This syntax is a little bit complicated. First, we are selecting all rows of the table that contain a quake with a magnitude greater than 5.7. Next, we are “creating” a column called “big” simply by entering “big” in the column address. Next we’re assigning the word “YES” to the selected row column combination. The net result of this is that we’ve made a new column but most of it is empty, because very few quakes are greater than 5.7.
# now to look at some rows of data to see if the "big" column was created correctly
quakes[10:20,] # Notice the <NA>? These are missing data.

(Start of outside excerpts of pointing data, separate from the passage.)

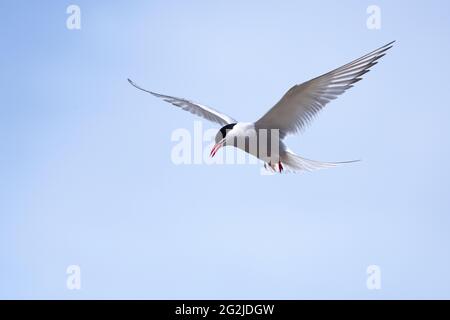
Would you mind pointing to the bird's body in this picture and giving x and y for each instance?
(264, 137)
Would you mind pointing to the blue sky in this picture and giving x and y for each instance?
(87, 177)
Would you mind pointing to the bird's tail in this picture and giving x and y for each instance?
(295, 163)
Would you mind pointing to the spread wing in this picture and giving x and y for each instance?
(302, 102)
(192, 107)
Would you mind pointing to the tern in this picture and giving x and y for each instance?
(290, 115)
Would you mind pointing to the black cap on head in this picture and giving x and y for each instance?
(223, 131)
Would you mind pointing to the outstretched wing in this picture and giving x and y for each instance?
(192, 107)
(302, 102)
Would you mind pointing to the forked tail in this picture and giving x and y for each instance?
(295, 163)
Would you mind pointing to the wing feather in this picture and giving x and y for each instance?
(192, 107)
(302, 102)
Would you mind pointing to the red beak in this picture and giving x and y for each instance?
(216, 147)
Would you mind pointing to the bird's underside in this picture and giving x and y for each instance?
(295, 110)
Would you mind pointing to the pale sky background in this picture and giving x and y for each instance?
(87, 178)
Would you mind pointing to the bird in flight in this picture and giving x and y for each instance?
(299, 105)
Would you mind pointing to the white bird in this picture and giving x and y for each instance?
(290, 115)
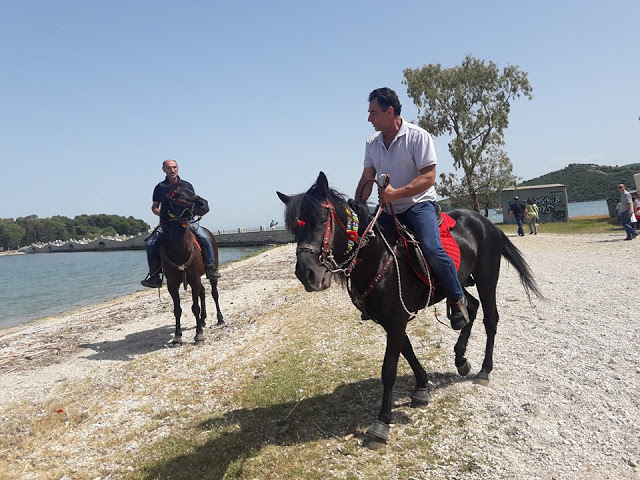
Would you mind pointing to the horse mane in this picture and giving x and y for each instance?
(310, 208)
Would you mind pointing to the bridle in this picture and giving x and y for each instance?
(183, 218)
(327, 259)
(325, 252)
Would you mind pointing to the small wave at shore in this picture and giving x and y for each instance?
(40, 285)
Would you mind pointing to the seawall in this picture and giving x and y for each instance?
(242, 238)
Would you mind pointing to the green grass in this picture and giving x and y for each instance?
(588, 224)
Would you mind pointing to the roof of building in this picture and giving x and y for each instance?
(530, 187)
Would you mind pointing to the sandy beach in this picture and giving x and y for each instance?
(85, 393)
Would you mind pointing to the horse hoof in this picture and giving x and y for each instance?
(379, 430)
(420, 396)
(481, 379)
(464, 369)
(374, 444)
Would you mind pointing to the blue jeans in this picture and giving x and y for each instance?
(625, 220)
(152, 243)
(422, 218)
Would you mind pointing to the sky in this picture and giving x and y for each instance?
(255, 97)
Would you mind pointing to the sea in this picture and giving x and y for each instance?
(34, 286)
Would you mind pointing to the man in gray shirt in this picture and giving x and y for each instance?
(626, 210)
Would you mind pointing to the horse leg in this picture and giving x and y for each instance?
(214, 294)
(203, 306)
(462, 364)
(490, 309)
(174, 291)
(195, 308)
(379, 429)
(420, 395)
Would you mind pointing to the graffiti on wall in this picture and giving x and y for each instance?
(548, 205)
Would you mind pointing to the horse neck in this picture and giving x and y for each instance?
(177, 241)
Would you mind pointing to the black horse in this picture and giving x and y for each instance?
(182, 262)
(380, 278)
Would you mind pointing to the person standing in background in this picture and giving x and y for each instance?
(517, 210)
(532, 213)
(626, 212)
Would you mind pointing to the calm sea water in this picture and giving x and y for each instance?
(40, 285)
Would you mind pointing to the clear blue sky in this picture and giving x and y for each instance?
(256, 96)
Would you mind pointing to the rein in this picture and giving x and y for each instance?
(325, 253)
(192, 253)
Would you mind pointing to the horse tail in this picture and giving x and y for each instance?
(514, 257)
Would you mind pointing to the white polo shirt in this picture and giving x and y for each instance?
(411, 150)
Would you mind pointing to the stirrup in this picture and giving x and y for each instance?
(212, 272)
(152, 281)
(459, 317)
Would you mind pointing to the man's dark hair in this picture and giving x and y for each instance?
(386, 98)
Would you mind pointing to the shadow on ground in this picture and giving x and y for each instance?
(132, 345)
(237, 436)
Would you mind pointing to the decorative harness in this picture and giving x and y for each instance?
(327, 259)
(183, 218)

## lat long depth mag stations big
## 10 -17.47 179.59 622 4.3 19 <NA>
## 11 -21.44 180.69 583 4.4 13 <NA>
## 12 -12.26 167.00 249 4.6 16 <NA>
## 13 -18.54 182.11 554 4.4 19 <NA>
## 14 -21.00 181.66 600 4.4 10 <NA>
## 15 -20.70 169.92 139 6.1 94 YES
## 16 -15.94 184.95 306 4.3 11 <NA>
## 17 -13.64 165.96 50 6.0 83 YES
## 18 -17.83 181.50 590 4.5 21 <NA>
## 19 -23.50 179.78 570 4.4 13 <NA>
## 20 -22.63 180.31 598 4.4 18 <NA>
We could fix the missing data simply by assigning the value “NO” to all quakes that are smaller than 5.7.
# Fix missing data
quakes[quakes$mag < 5.7, "big"] <- "NO"
We could also have used a function called ifelse to create
the column big. Try to figure it out? You can get help on the
ifelse function by typing ?ifelse into the
console. You can get help for other functions that way as long as they
are already loaded into R, either in the base package or any packages
you had loaded (we will get to that later).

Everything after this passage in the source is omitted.